Most clinical or laboratory features were unhelpful in predicting the presence of a stone. Left-sided colic was more likely to indicate presence of stone (64.9% vs 46.6%, P = .003). The accuracy of ultrasound findings in predicting presence of stone improved (from 56.2% to 71.9%) when features of obstruction, such as ureteric jet absence and an elevated resistive index (RI), were included in the assessment. Spontaneous resolution occurred in a smaller proportion of patients with stone (63% vs 85%, P <.001). The need for intervention was more prevalent in patients with stones (29.2% vs 5.9%, P <.001). Stent insertion was the most common intervention and was usually completed successfully (95.5%). Ureteroscopy was safe and resulted in stone retrieval 88% of the time.
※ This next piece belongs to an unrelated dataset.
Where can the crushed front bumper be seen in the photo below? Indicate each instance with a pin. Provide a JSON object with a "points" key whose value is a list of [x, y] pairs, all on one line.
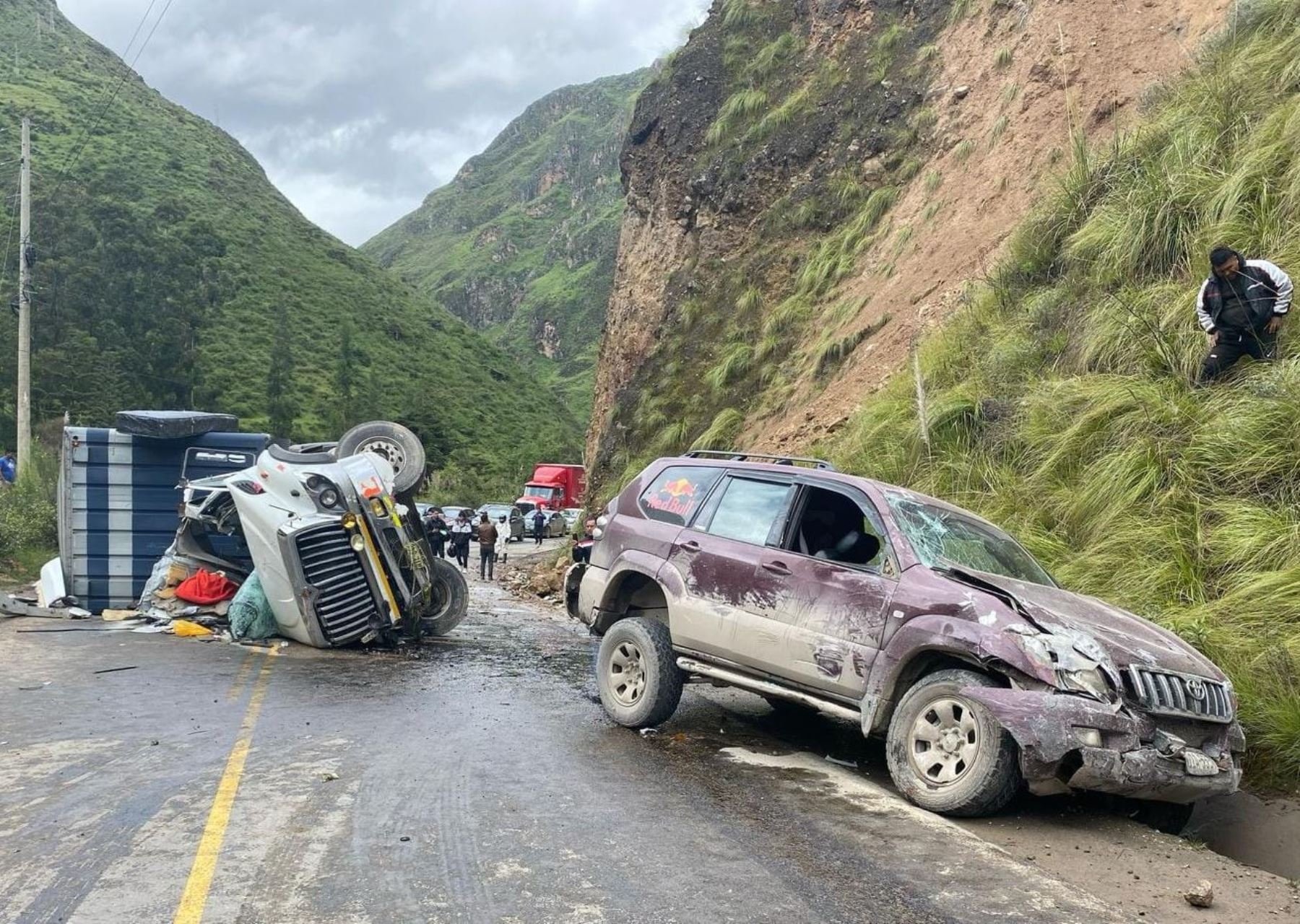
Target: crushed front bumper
{"points": [[1051, 727]]}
Most clinical signs and symptoms are unhelpful in determining the cause of colic symptoms. Left-sided colic is more likely to represent the presence of a stone. An enhanced ultrasound examination is a reasonably accurate initial study. The standard endoscopic interventions are more likely to be used in colic cases because of actual calculi, and are safe and effective throughout pregnancy.
评估诊断性检查在鉴别作为肾绞痛病因的尿路结石与生理性肾积水方面的可靠性和准确性。同时还检查了所用治疗方法的适宜性和疗效。
对两家当地医院连续收治的300例患者进行回顾性研究。分析了关于临床表现、诊断性影像学检查及所采取干预措施的描述性和相关性数据。最终分析纳入了262例患者。
大多数临床或实验室特征对预测结石的存在并无帮助。左侧绞痛更有可能提示结石的存在(64.9% 对46.6%,P = 0.003)。当评估中纳入梗阻特征,如输尿管喷射缺失和阻力指数(RI)升高时,超声检查预测结石存在的准确性有所提高(从56.2% 提高到71.9%)。结石患者中自发缓解的比例较小(63% 对85%,P < 0.001)。结石患者需要干预的情况更为普遍(29.2% 对5.9%,P < 0.001)。支架置入是最常见的干预措施,且通常成功完成(95.5%)。输尿管镜检查安全,结石取出成功率为88%。
大多数临床体征和症状无助于确定绞痛症状的病因。左侧绞痛更有可能提示结石的存在。增强超声检查是一项相当准确的初步检查。由于实际存在结石,标准的内镜干预措施更有可能用于绞痛病例,且在整个孕期都是安全有效的。